There are multiple ways to secure the Warewulf provisioning process:

  • The best way to secure the provisioning process is to dedicate a vLAN specifically for provisioning, and then not make that vLAN available in the provisioned environment. Warewulf can be used in such an environment (without wwclient) but you must consult your switch documentation and features to implement a default vLAN for provisioning and to ensure that the runtime operating system is configured for a different tagged vLAN once booted.

  • Warewulf can leverage hardware “asset tags” which almost all vendors support. This is a configurable firmware string that is accessible only via root or physical access. During provisioning (as well as post provisioning via wwclient) Warewulf sends the detected asset tag to the Warewulf server as a “shared secret” token. If the node is also configured with an asset key on the Warewulf server (e.g., via wwctl node set --assetkey "..."), the Warewulf server will only respond to requests with a matching asset tag.

  • If the Warewulf server is configured with warewulf:secure: true, then it will only provide the runtime overlay to a wwclient communicating from a privileged (< 1024) TCP port.
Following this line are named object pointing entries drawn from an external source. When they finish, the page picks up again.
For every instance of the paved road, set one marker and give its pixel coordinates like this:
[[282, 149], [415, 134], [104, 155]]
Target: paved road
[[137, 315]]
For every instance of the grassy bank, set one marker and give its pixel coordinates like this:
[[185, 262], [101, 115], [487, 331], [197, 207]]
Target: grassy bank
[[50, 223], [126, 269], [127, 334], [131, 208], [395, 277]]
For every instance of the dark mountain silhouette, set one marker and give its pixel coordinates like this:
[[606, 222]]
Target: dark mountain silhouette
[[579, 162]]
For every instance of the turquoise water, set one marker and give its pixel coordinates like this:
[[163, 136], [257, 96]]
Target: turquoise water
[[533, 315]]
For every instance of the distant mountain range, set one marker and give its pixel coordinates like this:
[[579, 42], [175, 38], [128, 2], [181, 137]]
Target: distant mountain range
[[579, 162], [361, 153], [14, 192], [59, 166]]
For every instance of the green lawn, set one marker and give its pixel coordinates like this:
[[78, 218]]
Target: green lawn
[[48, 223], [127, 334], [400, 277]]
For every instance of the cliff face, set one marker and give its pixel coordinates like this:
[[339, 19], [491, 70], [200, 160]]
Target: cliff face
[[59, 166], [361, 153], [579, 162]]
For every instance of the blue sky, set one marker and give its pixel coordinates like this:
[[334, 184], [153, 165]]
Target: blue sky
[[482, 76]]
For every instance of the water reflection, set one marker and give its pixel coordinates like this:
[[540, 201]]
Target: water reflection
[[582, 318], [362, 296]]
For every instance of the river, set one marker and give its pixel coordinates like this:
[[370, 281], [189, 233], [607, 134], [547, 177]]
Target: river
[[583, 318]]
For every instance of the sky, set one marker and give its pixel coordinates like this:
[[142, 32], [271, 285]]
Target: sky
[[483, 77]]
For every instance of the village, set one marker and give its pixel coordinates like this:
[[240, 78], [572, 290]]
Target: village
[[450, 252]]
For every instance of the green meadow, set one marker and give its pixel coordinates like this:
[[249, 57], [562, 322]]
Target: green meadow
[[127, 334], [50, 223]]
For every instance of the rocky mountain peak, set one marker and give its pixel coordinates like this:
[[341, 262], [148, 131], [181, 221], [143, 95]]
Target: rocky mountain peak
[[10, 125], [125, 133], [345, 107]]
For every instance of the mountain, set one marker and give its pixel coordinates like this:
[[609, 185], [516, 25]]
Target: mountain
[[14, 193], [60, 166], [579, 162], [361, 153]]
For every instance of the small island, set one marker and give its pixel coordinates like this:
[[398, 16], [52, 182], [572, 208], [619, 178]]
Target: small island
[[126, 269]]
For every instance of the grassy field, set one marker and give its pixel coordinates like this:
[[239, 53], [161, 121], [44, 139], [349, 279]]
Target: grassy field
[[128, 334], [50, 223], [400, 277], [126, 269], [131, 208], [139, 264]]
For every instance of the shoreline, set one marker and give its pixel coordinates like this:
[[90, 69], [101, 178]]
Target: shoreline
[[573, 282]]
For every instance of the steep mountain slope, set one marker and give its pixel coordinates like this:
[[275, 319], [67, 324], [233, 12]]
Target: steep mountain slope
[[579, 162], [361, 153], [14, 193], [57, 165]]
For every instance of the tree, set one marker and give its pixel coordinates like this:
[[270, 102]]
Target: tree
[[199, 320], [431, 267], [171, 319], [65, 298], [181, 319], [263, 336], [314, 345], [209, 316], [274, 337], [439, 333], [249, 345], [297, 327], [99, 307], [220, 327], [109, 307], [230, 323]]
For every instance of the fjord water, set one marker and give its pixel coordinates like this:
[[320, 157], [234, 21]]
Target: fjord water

This prevents unprivileged cluster users from being able to retrieve the runtime overlay.

  • When the nodes are booted via shim and grub Secure Boot can be enabled. This means that the nodes only boot the kernel which is provided by the distributor and also custom complied modules can’t be loaded.

  • TLS (transport layer security) can be enabled for the Warewulf server. When enabled, HTTPS is used when transferring runtime overlays. The kernel and system image are always transferred unencrypted.

SELinux

The Warewulf server can be run with SELinux enabled in “targeted” and “enforcing” mode.
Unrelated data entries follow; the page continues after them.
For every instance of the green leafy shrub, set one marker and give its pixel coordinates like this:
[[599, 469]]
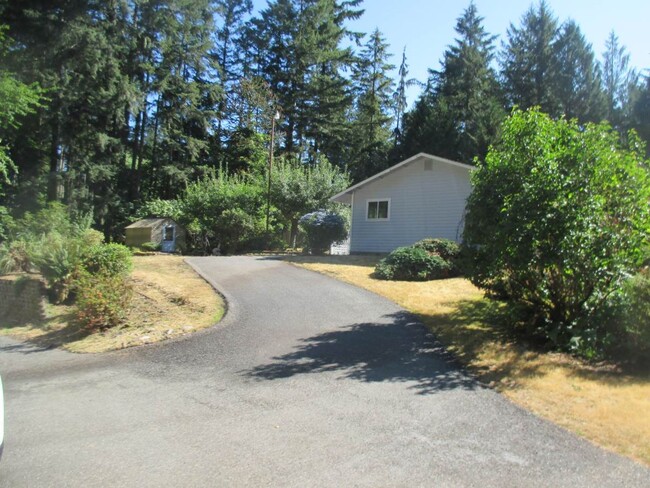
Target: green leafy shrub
[[322, 229], [58, 259], [233, 228], [445, 248], [632, 318], [102, 300], [150, 247], [557, 219], [15, 257], [108, 259], [413, 264], [221, 211]]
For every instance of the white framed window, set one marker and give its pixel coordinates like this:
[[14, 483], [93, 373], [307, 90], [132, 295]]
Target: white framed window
[[378, 209]]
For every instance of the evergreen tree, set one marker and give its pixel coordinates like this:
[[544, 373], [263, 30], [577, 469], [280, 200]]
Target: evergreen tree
[[529, 65], [400, 102], [299, 44], [618, 79], [229, 34], [372, 119], [641, 113], [468, 88], [458, 115], [578, 87]]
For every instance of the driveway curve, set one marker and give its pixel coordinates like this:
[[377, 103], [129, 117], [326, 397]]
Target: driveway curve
[[306, 382]]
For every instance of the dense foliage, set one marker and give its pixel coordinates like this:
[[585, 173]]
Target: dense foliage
[[558, 219], [322, 230], [116, 107], [74, 261], [428, 259]]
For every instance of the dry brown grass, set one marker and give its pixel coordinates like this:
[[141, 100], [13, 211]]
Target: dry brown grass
[[598, 402], [169, 300]]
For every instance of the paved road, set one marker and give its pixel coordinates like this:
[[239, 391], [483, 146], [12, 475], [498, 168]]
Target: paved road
[[306, 382]]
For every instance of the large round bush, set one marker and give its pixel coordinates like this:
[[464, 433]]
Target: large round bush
[[557, 219], [322, 230], [413, 264]]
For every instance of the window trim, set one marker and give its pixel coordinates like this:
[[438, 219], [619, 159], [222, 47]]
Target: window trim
[[378, 200]]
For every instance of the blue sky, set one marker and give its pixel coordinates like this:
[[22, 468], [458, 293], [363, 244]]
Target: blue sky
[[426, 27]]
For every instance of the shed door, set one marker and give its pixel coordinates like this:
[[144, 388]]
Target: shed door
[[169, 239]]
For more information about running SELinux-enabled cluster node images, see SELinux-Enabled Images.

firewalld

If the Warewulf server is running firewalld, the following services must be added for them to function:

firewall-cmd --permanent --add-service=warewulf
firewall-cmd --permanent --add-service=dhcp
firewall-cmd --permanent --add-service=nfs
firewall-cmd --permanent --add-service=tftp
firewall-cmd --reload

Note

The DHCP, TFTP, and NFS services may be managed manually, apart from the Warewulf server. In that case, they may be omitted from the firewalld configuration on the Warewulf server; but they must be accessible from where they are served.

nftables

If the Warewulf server is running nftables directly, without firewalld, ensure that TCP port 9873 must be permitted for cluster nodes to communicate with the Warewulf server.

nft add rule inet filter input tcp dport 9873 accept
nft list ruleset >/etc/nftables.conf
systemctl restart nftables

TLS / HTTPS

TLS can be enabled by setting tls: true in the Warewulf server configuration.

warewulf:
  tls: true
  tls port: 9874

This enables an HTTPS server on the TLS port (default: 9874). A key and self-signed certificate can be created with wwctl configure tls.

By default, the key and certificate are stored in /etc/warewulf/tls/.

You can also import your own keys with wwctl configure tls --import.

If HTTPS is enabled the delivery of the runtime overlay is disabled over HTTP, and the runtime overlay is only retrieved by wwclient.

To additionally require TLS for access to the REST API, set tls: true under the api: section:

api:
  enabled: true
  tls: true

When api: tls is set, the REST API rejects plain-HTTP requests.